Insurance policies can be confusing, especially during the stress of purchasing a new home. Why is there a difference between your mortgage loan and the home insurance amount? How does this relate to the cost of replacing the home? These are vital questions to ensure you get the best coverage for your insurance. Here’s an overview of these terms and how they will impact your home’s coverage.
Loan Amount
This is the money you have borrowed from your lender. It will need to be repaid following the terms of your loan contract. The repayment amount can include additional costs, such as administrative and closing fees.
Replacement Cost
If a disaster were to occur, this would be the total cost of replacing your home. This estimate isn’t limited to the base materials required for rebuilding. It can also factor in things like construction company rates, local permit or regulation fees, and the time needed for this work to conclude. Some people might choose to include material possessions stored in the home as part of the replacement cost. These will often end up being high-end valuables that are proven with receipts and photos, and they may have a separate insurance policy to cover any loss or damages.

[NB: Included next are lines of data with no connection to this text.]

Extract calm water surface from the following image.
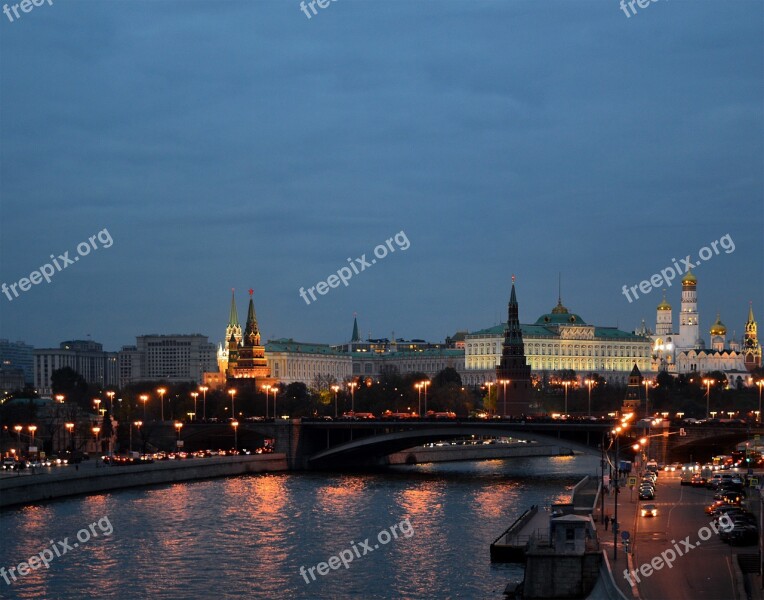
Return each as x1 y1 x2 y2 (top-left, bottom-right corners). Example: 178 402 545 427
0 456 599 599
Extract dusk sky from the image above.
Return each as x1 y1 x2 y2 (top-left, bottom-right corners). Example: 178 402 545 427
0 0 764 350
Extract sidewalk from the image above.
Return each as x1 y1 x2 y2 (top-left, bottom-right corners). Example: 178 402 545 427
592 478 640 598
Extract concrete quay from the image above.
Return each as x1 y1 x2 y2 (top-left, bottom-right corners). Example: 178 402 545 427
0 453 288 509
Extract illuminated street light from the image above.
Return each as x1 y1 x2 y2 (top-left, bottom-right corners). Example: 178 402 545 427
199 385 210 421
348 381 358 415
157 388 167 423
498 379 510 417
191 392 199 421
330 385 340 419
703 377 714 419
261 385 276 419
228 388 236 419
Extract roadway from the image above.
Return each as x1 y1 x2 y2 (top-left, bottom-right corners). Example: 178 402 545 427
606 471 760 600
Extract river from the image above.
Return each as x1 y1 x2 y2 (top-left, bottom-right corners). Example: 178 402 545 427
0 456 599 600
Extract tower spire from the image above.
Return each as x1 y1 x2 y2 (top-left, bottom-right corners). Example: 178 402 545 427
228 288 239 327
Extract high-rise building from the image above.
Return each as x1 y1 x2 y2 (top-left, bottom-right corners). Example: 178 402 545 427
0 340 34 387
33 340 119 394
119 333 216 385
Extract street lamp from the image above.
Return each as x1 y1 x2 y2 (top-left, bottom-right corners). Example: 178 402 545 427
228 388 236 419
64 423 74 452
191 392 199 421
703 377 714 419
584 379 594 417
485 381 496 412
422 380 432 415
562 381 570 416
348 381 358 415
199 385 210 421
92 425 101 454
13 425 24 458
130 421 143 452
330 385 340 419
157 388 167 423
642 379 653 417
262 385 276 419
231 419 239 452
499 379 510 417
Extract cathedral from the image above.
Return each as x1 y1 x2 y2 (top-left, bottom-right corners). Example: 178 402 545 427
651 271 761 387
218 290 271 383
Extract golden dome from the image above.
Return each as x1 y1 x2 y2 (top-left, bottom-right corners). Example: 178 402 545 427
710 313 727 335
682 271 698 285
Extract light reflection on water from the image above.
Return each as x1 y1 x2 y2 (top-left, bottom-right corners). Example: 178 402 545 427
0 457 598 600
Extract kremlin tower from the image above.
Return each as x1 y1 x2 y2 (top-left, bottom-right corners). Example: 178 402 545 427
496 275 531 415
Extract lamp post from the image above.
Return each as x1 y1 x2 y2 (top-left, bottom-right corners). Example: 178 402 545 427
485 381 496 412
348 381 358 415
13 425 24 459
562 381 570 416
199 385 210 421
64 423 74 452
330 385 340 419
642 379 653 418
175 421 183 448
703 377 714 419
92 425 101 454
191 392 199 421
262 385 276 419
584 379 594 417
499 379 510 417
157 388 167 423
228 388 236 419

The replacement cost isn’t always the same as the home’s market value. The market value includes variables such as location, current market rates, and the value of the land itself. These are unlikely to have a major impact on the replacement cost but may have made a significant difference in the home’s market price.
Insured Amount
This will be the amount that is paid out by your home insurance company in the case of damages. Policies can differ on how this insurance is calculated. Some companies may insure the replacement cost, while others will cover the entire loan amount. At the minimum, most mortgage lenders will require that a home is insured up to its replacement cost. This is because if the home were to be destroyed, you would still be obligated to pay the remaining mortgage.
What Insured Amount Do I Need?
With these definitions in mind, should you insure the home’s replacement cost or the total loan amount? This will depend on both your mortgage amount and the home in question. Ideally, you would want the lowest possible insurance payments while remaining protected in the case of an emergency.
Some mortgage companies will insist that the home be insured to the full loan amount. This favors them if anything were to happen to the home, as the insurance payout will help to protect the remaining loan payments. However, the loan amount can exceed the actual replacement cost.
An example of this is in the case of a home with a high market value. You may have paid a higher price for the home due to its location, but this isn’t something that is considered in the replacement cost. Another example is if the price of the home included a valuable piece of land. The land itself is not being rebuilt if something were to happen to the home, so you might not want to pay for the land in your insurance policy.
Factors such as these can easily result in overpaying on an insurance policy, especially in locations with high-value homes due to their surroundings. In some states, such as New York, mortgage companies are not legally allowed to require insurance to cover the entire loan amount.
You deserve the financial security that the right coverage will bring, but understanding the terms of home insurance shouldn’t be a point of stress. If choosing a coverage policy is still a daunting task, remember that you can always consult an insurance agent for advice. They can help you to further understand your available options to ensure that you and your family are safe from future damages.